At 29, I have worked as a model for over half my life, and I'm the first to admit that I've been lucky in my career. I have worked with some of fashion's most talented, creative people as the face of some of the industry's most recognized brands. I enjoy modeling, a job that not only paid my bills, but also allowed me to put myself through school. I have no reason to speak negatively about an industry that has given me so much. And, yet, I can no longer stay silent about rampant abuses that I have experienced firsthand.
The modeling business today is unregulated and relies on a compliant labor force of children. Sexual abuse and systematic theft occur at the highest levels of the industry, and because models are considered to be "independent contractors", the rule of law in terms of workplace standards does not exist.
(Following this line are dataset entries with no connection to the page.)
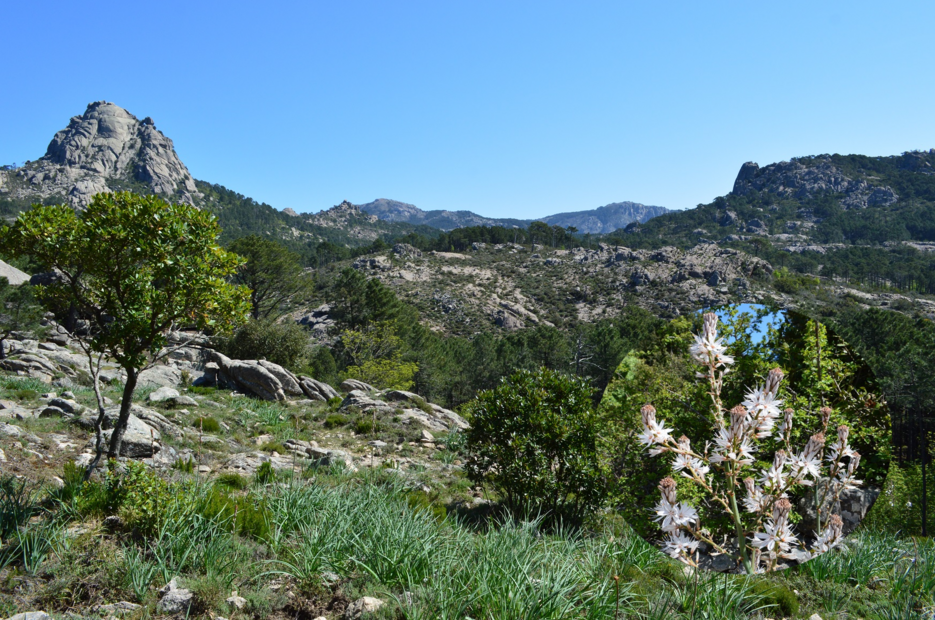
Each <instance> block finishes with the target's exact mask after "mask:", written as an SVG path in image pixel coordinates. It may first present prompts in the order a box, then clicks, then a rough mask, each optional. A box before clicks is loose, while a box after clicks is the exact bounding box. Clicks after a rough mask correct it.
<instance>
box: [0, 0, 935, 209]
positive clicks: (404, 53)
mask: <svg viewBox="0 0 935 620" xmlns="http://www.w3.org/2000/svg"><path fill="white" fill-rule="evenodd" d="M3 22H4V26H5V27H4V28H3V37H2V39H0V51H2V53H3V59H4V62H3V65H2V66H3V71H2V77H0V79H2V84H3V90H4V95H3V96H2V97H0V163H12V162H17V163H20V162H22V161H24V160H26V159H35V158H37V157H39V156H41V155H42V154H43V153H44V152H45V148H46V146H47V144H48V142H49V140H50V139H51V138H52V136H53V134H54V133H55V132H56V131H57V130H59V129H62V128H63V127H65V126H66V125H67V123H68V119H69V118H70V117H71V116H73V115H77V114H81V113H82V112H83V111H84V109H85V106H86V105H87V104H88V102H91V101H96V100H101V99H104V100H108V101H113V102H114V103H116V104H118V105H120V106H123V107H124V108H127V109H128V110H129V111H130V112H132V113H133V114H135V115H136V116H138V117H140V118H143V117H146V116H151V117H152V118H153V119H154V120H155V122H156V126H157V127H158V128H159V129H161V130H162V131H163V132H164V133H165V134H166V135H168V136H169V137H170V138H172V139H173V141H174V142H175V146H176V149H177V150H178V153H179V155H180V156H181V158H182V161H184V162H185V163H186V164H187V165H188V167H189V170H190V171H191V172H192V174H193V175H194V176H195V177H196V178H198V179H203V180H207V181H211V182H214V183H220V184H222V185H225V186H227V187H229V188H231V189H234V190H236V191H238V192H240V193H243V194H245V195H248V196H251V197H254V198H256V199H257V200H261V201H265V202H268V203H269V204H271V205H273V206H274V207H277V208H279V209H283V208H286V207H292V208H293V209H295V210H297V211H318V210H320V209H322V208H327V207H329V206H331V205H334V204H337V203H338V202H340V201H341V200H342V199H345V198H346V199H348V200H351V201H352V202H356V203H363V202H368V201H370V200H373V199H375V198H378V197H385V198H393V199H396V200H402V201H405V202H410V203H413V204H415V205H417V206H419V207H421V208H423V209H470V210H473V211H476V212H478V213H481V214H483V215H488V216H498V217H506V216H512V217H529V218H532V217H539V216H544V215H547V214H550V213H555V212H559V211H575V210H581V209H591V208H594V207H597V206H600V205H604V204H607V203H610V202H616V201H622V200H633V201H636V202H642V203H646V204H655V205H662V206H666V207H670V208H676V209H684V208H690V207H693V206H695V205H696V204H699V203H703V202H709V201H710V200H711V199H713V198H714V197H716V196H719V195H723V194H725V193H727V192H728V191H730V189H731V186H732V183H733V180H734V177H735V176H736V173H737V171H738V170H739V168H740V165H741V164H742V163H743V162H745V161H748V160H753V161H757V162H759V163H760V164H761V165H764V164H767V163H771V162H774V161H780V160H784V159H789V158H791V157H795V156H800V155H812V154H819V153H862V154H868V155H891V154H898V153H900V152H902V151H906V150H911V149H922V148H925V149H928V148H931V147H935V114H933V112H932V109H933V108H932V105H933V101H935V77H933V76H935V45H933V44H932V26H933V24H935V2H931V0H929V1H920V2H887V3H884V2H879V1H876V2H861V1H853V0H851V1H848V2H814V1H810V2H783V3H775V2H770V3H765V2H749V1H746V2H732V3H725V2H652V3H651V2H638V3H637V2H623V1H619V0H618V1H609V2H583V1H581V2H546V1H543V0H537V1H535V2H509V1H507V2H504V1H499V2H484V1H473V2H456V1H444V0H435V1H432V2H405V1H403V0H399V1H393V2H387V1H383V2H354V1H342V2H334V1H329V2H294V3H280V2H256V1H254V2H249V3H244V2H215V3H202V2H197V1H186V2H159V3H145V4H144V3H135V2H127V1H125V0H123V1H121V2H112V3H107V2H93V1H88V2H43V1H41V0H39V1H35V2H8V3H6V4H5V6H4V9H3Z"/></svg>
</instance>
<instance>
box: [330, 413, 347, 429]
mask: <svg viewBox="0 0 935 620" xmlns="http://www.w3.org/2000/svg"><path fill="white" fill-rule="evenodd" d="M350 421H351V420H350V418H348V417H347V416H346V415H344V414H343V413H330V414H328V416H327V417H326V418H325V428H328V429H331V428H337V427H339V426H344V425H345V424H347V423H349V422H350Z"/></svg>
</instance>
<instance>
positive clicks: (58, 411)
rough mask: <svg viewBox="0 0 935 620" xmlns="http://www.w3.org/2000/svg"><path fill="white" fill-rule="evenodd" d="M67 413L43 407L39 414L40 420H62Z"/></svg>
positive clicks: (59, 410)
mask: <svg viewBox="0 0 935 620" xmlns="http://www.w3.org/2000/svg"><path fill="white" fill-rule="evenodd" d="M66 415H68V414H67V413H65V412H64V411H62V410H61V409H59V408H58V407H45V408H43V409H42V411H40V412H39V417H40V418H64V417H65V416H66Z"/></svg>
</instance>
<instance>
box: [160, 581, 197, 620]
mask: <svg viewBox="0 0 935 620" xmlns="http://www.w3.org/2000/svg"><path fill="white" fill-rule="evenodd" d="M159 593H160V594H161V595H162V598H161V599H159V602H158V603H157V604H156V608H157V609H158V610H159V611H160V612H162V613H164V614H180V613H187V612H188V609H189V607H191V604H192V599H193V598H194V596H193V595H192V593H191V591H190V590H186V589H185V588H179V587H178V582H177V581H176V578H175V577H173V578H172V581H170V582H169V583H168V584H166V586H165V587H163V588H162V589H161V590H159Z"/></svg>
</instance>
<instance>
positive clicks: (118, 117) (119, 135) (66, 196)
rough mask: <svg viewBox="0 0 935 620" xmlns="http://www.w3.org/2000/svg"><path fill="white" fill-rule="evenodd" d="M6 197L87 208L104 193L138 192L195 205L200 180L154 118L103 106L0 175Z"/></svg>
mask: <svg viewBox="0 0 935 620" xmlns="http://www.w3.org/2000/svg"><path fill="white" fill-rule="evenodd" d="M0 174H2V175H4V176H5V177H6V178H4V179H0V193H3V194H7V196H9V197H11V198H18V199H21V198H29V199H30V200H46V199H49V198H52V199H55V200H61V201H67V202H68V203H69V204H71V205H72V206H74V207H76V208H81V207H83V206H85V205H87V204H88V203H89V202H90V200H91V197H93V196H94V195H95V194H97V193H100V192H110V191H118V190H121V189H135V190H137V191H140V190H142V191H145V192H149V193H153V194H158V195H160V196H162V197H164V198H167V199H170V200H173V201H176V202H186V203H189V204H192V203H194V200H195V198H196V197H197V196H198V191H197V189H196V187H195V180H194V179H193V178H192V176H191V174H190V173H189V172H188V168H186V167H185V164H183V163H182V162H181V160H180V159H179V157H178V155H177V154H176V152H175V148H174V147H173V145H172V140H170V139H169V138H167V137H166V136H165V135H163V133H162V132H161V131H159V130H158V129H156V125H155V123H154V122H153V120H152V119H151V118H148V117H147V118H145V119H143V120H139V119H137V118H136V117H135V116H133V115H132V114H130V113H129V112H127V111H126V110H124V109H123V108H121V107H120V106H118V105H115V104H113V103H109V102H106V101H97V102H94V103H91V104H89V105H88V109H87V110H85V113H84V114H83V115H81V116H75V117H73V118H72V119H71V121H70V122H69V123H68V127H66V128H65V129H62V130H61V131H59V132H58V133H56V134H55V137H54V138H52V141H51V142H50V143H49V147H48V149H47V150H46V154H45V155H44V156H43V157H41V158H40V159H38V160H37V161H34V162H30V163H27V164H26V165H25V166H23V167H21V168H18V169H16V170H11V171H6V172H3V173H0Z"/></svg>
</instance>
Sadly, the notion that fashion is frivolous encourages a dismissive, misogynistic attitude toward the industry's young workers, and it is precisely this sentiment that allows the abuse of vulnerable young people to persist.
When I entered the business as a 14-year-old schoolgirl, I was routinely asked to do topless shoots and pose seductively. To this day, in an industry dominated by minors, there is no policy of informed consent for jobs involving full or partial nudity. A recent survey shows that 86.8% of models have been asked to pose nude at a casting or job without advance notice.
Sexual abuse is a pervasive problem. Consider just the last few years: in 2008, fashion designer Anand Jon was found guilty of rape and multiple counts assault on aspiring models, who ranged from 14 to 21 years old. Last year, models began to speak out in numbers against Terry Richardson, one of the industry's most powerful photographers, who has been accused of pressuring models to disrobe at castings and conducting shoots that involve what he claims are consensual sex acts performed on him by models. (Among Richardson's regular clients are H&M, Vogue, and GQ.)
What is worse, in an industry where the majority of models start their careers before age 16, most working unchaperoned and far from home, the incentive to say nothing in order to keep your job creates an unconscionable environment of coercion.
Lack of financial transparency is also a significant problem. Last year, three models brought a lawsuit against their New York agency Next for allegedly withholding $750,000 of their earnings. Like the plaintiffs, I also left Next after becoming increasingly wary of their opaque bookkeeping, and I was paid the outstanding earnings they owed me only after my lawyer threatened legal action. As a model, simply getting paid can be a major issue, and, of the models who achieve a coveted spot walking in New York fashion week, many, in fact, are never paid at all; instead, working for free or for clothes. Needless to say, a tank top doesn't pay the rent.
Our glossy industry often provokes superficial criticism of models' weight and body image, but the fact is that most models' clout in their workplace is as tiny as their size-zero frames. It is time to delve beneath the surface and consider models' concerns from a labor and public health standpoint. Photographs of models pervade our culture, and we cannot promote healthy images without taking steps to protect the faces of this business. This effort starts with giving the faces of this business a voice. Correcting these abuses starts with seeing models through a different lens: not as dehumanized images, but as human beings who deserve the same rights and protections as all workers.